I've looked through that but it does not really help. I can't see anything in dmesg which shows that the serial port has been recognised.


----------



## balanga (Mar 7, 2018)

I'm running FreeBSD on a ThinkPad 600 ( a 20 year old machine) and came across this posting... which suggests that the serial port may be disabled in BIOS and I made need a *DOS program "ps2" * - now where would I find that? Don't suppose there is a FreeBSD equivalent...


----------



## balanga (Mar 7, 2018)

I managed to enable the serial port in the BIOS and now have ctty. cuaU0 and CuaU2.


----------



## balanga (Mar 8, 2018)

balanga said:


> I managed to enable the serial port in the BIOS and now have ctty. cuaU0 and CuaU2.



Still not getting anywhere with being able to use Heyu 

How can I get the name of the serial port I'm using? There is only one.


----------



## Snurg (Mar 8, 2018)

It's quite a while ago I did serial comms with FreeBSD.
It's really painful because the documentation is so scattered and not really helpful if it's not about terminals.
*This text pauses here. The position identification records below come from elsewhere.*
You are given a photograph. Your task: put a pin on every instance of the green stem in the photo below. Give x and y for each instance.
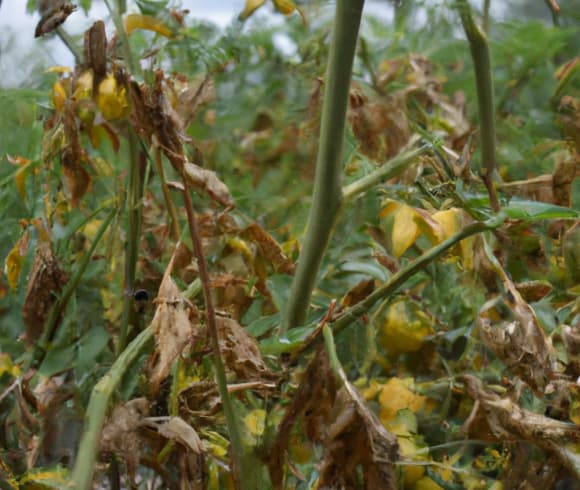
(327, 196)
(333, 359)
(117, 15)
(61, 303)
(391, 169)
(82, 474)
(479, 47)
(398, 279)
(485, 17)
(241, 471)
(134, 211)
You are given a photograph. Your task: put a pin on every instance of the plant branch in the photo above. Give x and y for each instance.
(391, 169)
(62, 302)
(327, 195)
(240, 469)
(134, 211)
(83, 470)
(479, 47)
(398, 279)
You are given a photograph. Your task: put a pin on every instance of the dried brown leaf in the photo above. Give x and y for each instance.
(269, 248)
(208, 181)
(172, 328)
(240, 352)
(509, 327)
(53, 19)
(350, 433)
(508, 421)
(121, 431)
(45, 282)
(176, 429)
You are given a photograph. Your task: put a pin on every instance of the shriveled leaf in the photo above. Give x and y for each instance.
(45, 283)
(270, 248)
(14, 260)
(172, 327)
(240, 351)
(146, 22)
(176, 429)
(208, 181)
(509, 327)
(508, 421)
(54, 18)
(120, 433)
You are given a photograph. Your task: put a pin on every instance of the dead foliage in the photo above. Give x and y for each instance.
(509, 327)
(45, 283)
(240, 352)
(339, 420)
(174, 327)
(508, 421)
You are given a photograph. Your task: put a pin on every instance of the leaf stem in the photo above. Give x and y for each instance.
(62, 302)
(240, 470)
(479, 47)
(134, 211)
(398, 279)
(327, 195)
(83, 470)
(391, 169)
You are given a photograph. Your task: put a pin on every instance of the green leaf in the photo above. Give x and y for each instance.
(534, 210)
(293, 340)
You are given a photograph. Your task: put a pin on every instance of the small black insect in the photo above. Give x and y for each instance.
(141, 297)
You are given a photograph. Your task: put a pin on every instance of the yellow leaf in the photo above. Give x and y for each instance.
(58, 96)
(404, 328)
(285, 6)
(14, 260)
(146, 22)
(59, 69)
(111, 99)
(405, 229)
(397, 395)
(255, 421)
(427, 483)
(250, 7)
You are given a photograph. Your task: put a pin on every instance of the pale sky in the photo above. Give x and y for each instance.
(18, 46)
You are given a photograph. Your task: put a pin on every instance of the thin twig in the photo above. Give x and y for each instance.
(238, 470)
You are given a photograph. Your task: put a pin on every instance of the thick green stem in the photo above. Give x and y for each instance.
(483, 79)
(242, 473)
(398, 279)
(134, 211)
(327, 196)
(82, 474)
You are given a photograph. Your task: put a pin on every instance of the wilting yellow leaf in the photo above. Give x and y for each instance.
(255, 422)
(147, 22)
(397, 395)
(426, 483)
(250, 7)
(405, 230)
(404, 328)
(112, 99)
(59, 69)
(7, 366)
(13, 262)
(285, 6)
(58, 96)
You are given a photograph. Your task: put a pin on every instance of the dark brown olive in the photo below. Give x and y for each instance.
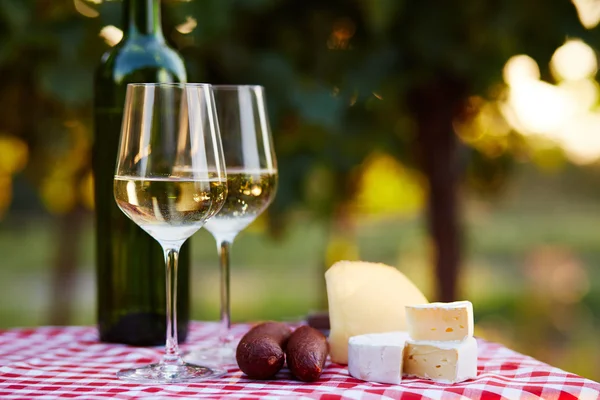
(261, 352)
(306, 353)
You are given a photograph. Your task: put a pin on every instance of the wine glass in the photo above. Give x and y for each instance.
(251, 181)
(170, 179)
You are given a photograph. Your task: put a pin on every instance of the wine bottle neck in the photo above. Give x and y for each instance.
(142, 18)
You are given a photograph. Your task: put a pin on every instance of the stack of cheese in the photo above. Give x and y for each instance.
(439, 345)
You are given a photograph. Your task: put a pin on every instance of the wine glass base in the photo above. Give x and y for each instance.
(221, 355)
(163, 373)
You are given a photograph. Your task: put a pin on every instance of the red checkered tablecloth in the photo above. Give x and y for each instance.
(69, 362)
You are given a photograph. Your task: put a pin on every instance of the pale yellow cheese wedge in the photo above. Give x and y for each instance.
(440, 321)
(366, 298)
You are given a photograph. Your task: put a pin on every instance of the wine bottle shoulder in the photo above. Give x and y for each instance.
(140, 60)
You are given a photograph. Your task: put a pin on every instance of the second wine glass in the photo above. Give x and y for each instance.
(252, 182)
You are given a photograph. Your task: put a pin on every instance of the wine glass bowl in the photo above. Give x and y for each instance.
(252, 182)
(170, 179)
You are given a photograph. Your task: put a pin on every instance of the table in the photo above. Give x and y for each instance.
(69, 362)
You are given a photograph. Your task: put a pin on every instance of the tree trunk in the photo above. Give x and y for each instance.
(435, 105)
(64, 270)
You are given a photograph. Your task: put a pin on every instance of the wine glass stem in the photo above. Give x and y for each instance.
(224, 248)
(171, 356)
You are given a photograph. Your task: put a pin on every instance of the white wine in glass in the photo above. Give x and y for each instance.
(251, 185)
(170, 179)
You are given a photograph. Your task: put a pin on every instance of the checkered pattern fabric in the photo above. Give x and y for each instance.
(69, 362)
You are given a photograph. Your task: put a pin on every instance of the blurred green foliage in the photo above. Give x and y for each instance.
(351, 87)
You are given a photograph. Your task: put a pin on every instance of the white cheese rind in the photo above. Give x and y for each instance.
(444, 362)
(440, 321)
(366, 298)
(377, 357)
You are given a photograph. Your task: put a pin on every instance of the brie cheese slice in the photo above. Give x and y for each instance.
(377, 357)
(445, 362)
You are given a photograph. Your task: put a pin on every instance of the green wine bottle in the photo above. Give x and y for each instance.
(130, 266)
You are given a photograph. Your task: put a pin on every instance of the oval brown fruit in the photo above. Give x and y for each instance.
(261, 352)
(306, 353)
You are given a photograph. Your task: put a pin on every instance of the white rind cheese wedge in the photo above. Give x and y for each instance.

A hint is that the cuaU is in uppercase, this shows its parameters are not yet initialized. You have to do that with stty:
https://www.freebsd.org/doc/handbook/serialcomms.html
Best is to read the stty man page a few times


----------



## ralphbsz (Mar 8, 2018)

Sorry, but cuaU (with uppercase U) is a USB-based serial port.  I think it uses the ucom driver.

Traditional motherboard serial ports that are based on the 8250 and 16550 chips (which today are usually integrated into IO bridge chips) use the uart driver, and create cuau (lowercase U) devices.

You asked "how can I get the name of the serial port".  If there is only one, the name should be obvious.  And if there is only one, it should be cuau0 and ttyu0.


----------



## Snurg (Mar 8, 2018)

Thanks ralphbsz!
You are right, I remember now that it was an USB-RS232 adapter on the laptop and not the real 9-pin adapter on the PC.
How vintage RS-232 has become now that memories begin to fade...


----------



## balanga (Mar 8, 2018)

ralphbsz said:


> Sorry, but cuaU (with uppercase U) is a USB-based serial port.  I think it uses the ucom driver.
> 
> Traditional motherboard serial ports that are based on the 8250 and 16550 chips (which today are usually integrated into IO bridge chips) use the uart driver, and create cuau (lowercase U) devices.
> 
> You asked "how can I get the name of the serial port".  If there is only one, the name should be obvious.  And if there is only one, it should be cuau0 and ttyu0.



It turns out I should have been using ttyu0 as you suggest. That only appeared after I enabled the serial port it the BIOS. I did notice that there was also a ttyu2 although there is only a single port.

The cuaU0 fooled me because I didn't realise the TP 600 had a USB port...


----------